Now we can easily draw the time shifted versions of $s[n]$ and add them together to find the resultant signal. An example with a unit impulse signal $\delta[n]$ and its time shifted versions is illustrated in Figure below.

## Flipping or Time-Reversal

When the independent variable $n$ is replaced by $-n$, the signal is reflected or flipped around the time origin $n=0$ because the sample at $n=+1$ shifts to $n=-1$, sample at $n=-5$ shifts to $n=+5$, and so on. Figure below illustrates this concept by plotting $s[-n]$ and $s[-n+3]$.

Note that the rules of shifting to the left or right also become reverse due to the flipped time-axis, $-n$, itself. For example, from the perspective of intuitive method above, an axis of $-n$ instead of $n$ suggests that the past becomes the future, and vice versa. Hence, $s[-n+3]$ first flips the signal around time origin, then travels $3$ units to the past to label it the new NOW (time index $0$).

## Circular Shift

Circular shift is very similar to time shifting of a signal, except that the available axis for time shifting a signal is from $-\infty$ to $+\infty$ while we only focus on a segment of $N$ samples for a circular shift.

If a signal $s[n]$ is circularly right shifted by $m$, the samples of the signal $s[n]$ that fall off to the right of length-$N$ segment reappear at the start. Similarly, if $s[n]$ is circularly left shifted by $m$, the samples of the signal $s[n]$ that fall off to the left of length-$N$ segment reappear from the end. Just like a video game character which disappears at one end of the screen to emerge from the other. An example for Pacman circularly shifting to the right is shown below.

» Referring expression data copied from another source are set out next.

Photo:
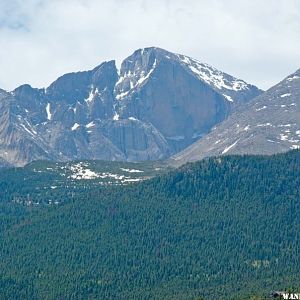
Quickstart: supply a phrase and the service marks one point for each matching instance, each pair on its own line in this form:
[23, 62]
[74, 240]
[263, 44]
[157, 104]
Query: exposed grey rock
[156, 105]
[267, 125]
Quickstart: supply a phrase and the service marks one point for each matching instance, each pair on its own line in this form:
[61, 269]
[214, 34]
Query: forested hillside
[221, 228]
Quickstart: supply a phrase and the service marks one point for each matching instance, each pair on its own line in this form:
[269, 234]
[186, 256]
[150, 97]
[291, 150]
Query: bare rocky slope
[269, 124]
[157, 104]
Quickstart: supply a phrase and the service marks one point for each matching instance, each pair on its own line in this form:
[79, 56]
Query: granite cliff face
[267, 125]
[156, 105]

A simple rule to remember circular shift is "what goes around comes around".

As circular shift is done with respect to a length-$N$ segment, shifts are computed modulo $N$ and denoted as $s[(n-m) \:\text{mod}\: N]$, where $(n-m)\: \text{mod} \:N$ means shifting the signal as we normally would, but bringing them back in the range $0\le n \le N-1$ from the opposite side. For example, the next Figure shows two examples of circular shifts:

- $s[(n-1) \:\text{mod}\: 8]$ is a right shift of $1$ in every respect, except for sample at time index $7$. Instead of going to index $8$, it returns from the left at index $0$.
- Again, $s[(n+3) \:\text{mod}\: 8]$ is a left shift of $3$ for most samples, except for samples at time indices $0$, $1$ and $2$. Instead of going to negative time, these three samples return from the right at indices $5$, $6$ and $7$, respectively.

As an exercise, try drawing $s[(n+7) \:\text{mod}\: 8]$ and $s[(n-5) \:\text{mod}\: 8]$. You will find that these shifts are actually the same as $s[(n-1) \:\text{mod}\: 8]$ and $s[(n+3) \:\text{mod}\: 8]$, respectively.

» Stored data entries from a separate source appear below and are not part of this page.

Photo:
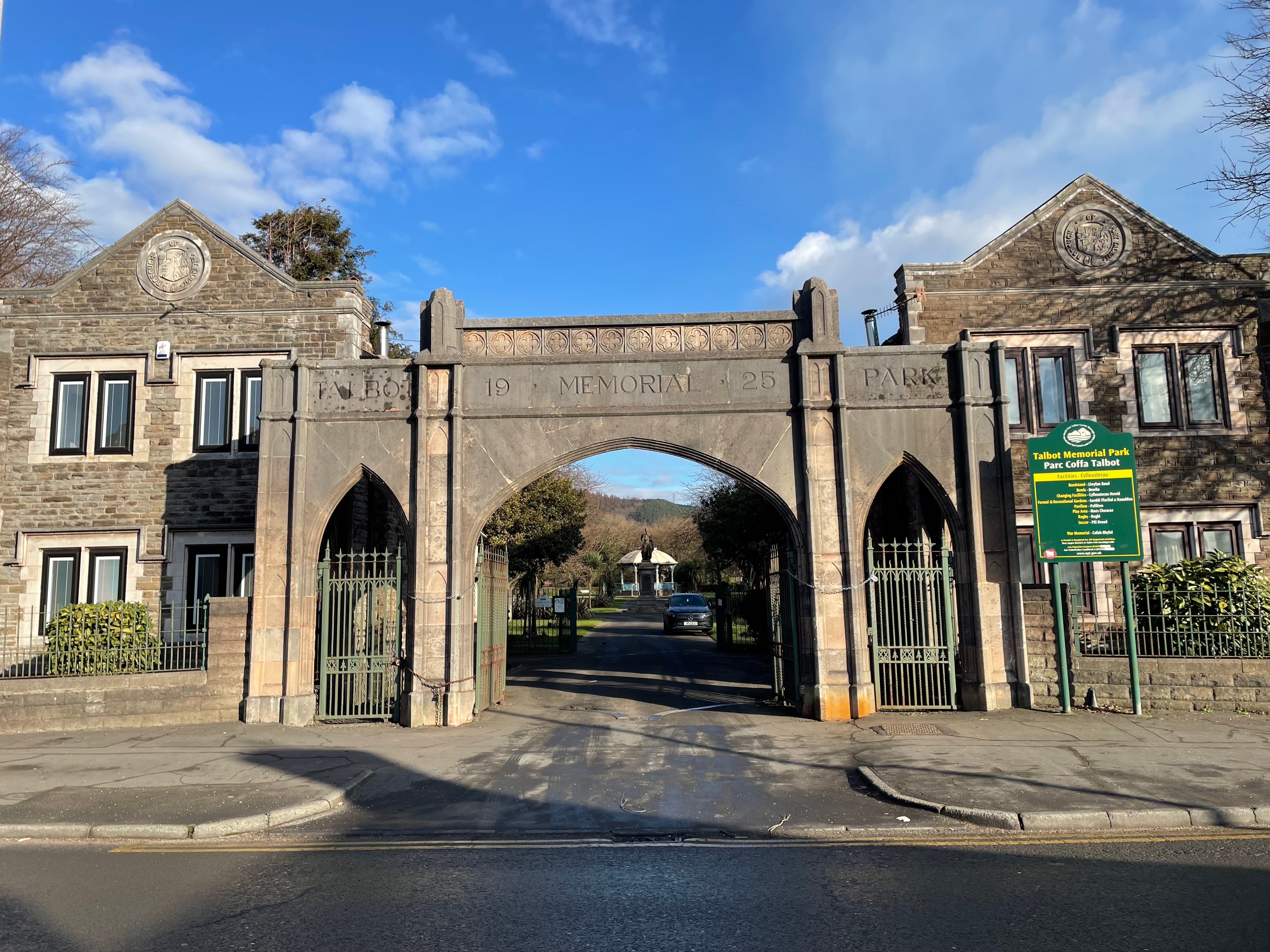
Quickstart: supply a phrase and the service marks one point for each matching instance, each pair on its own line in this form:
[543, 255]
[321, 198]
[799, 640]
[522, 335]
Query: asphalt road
[1060, 894]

An interesting question at this stage is: what will be the result of a circularly flipped signal $s[(-n) \:\text{mod}\: N]$? The logic of circular shift stays the same. Like regular flipping, the sample at index $0$ remains fixed. The sample at index $7$ should take a position at $-7$ but there is no negative indexing in circular notation and $(-7) \:\text{mod}\: 8 = -7+8 = 1$, which takes it to index $1$. Figure below shows $s[(-n) \:\text{mod}\: N]$ $=$ $s[-n+N]$ for the same signal as above.

The significance of circular shift will become clear when we discuss the Discrete Fourier Transform (DFT) later.

Thanks for such a nicely presented visual explanation.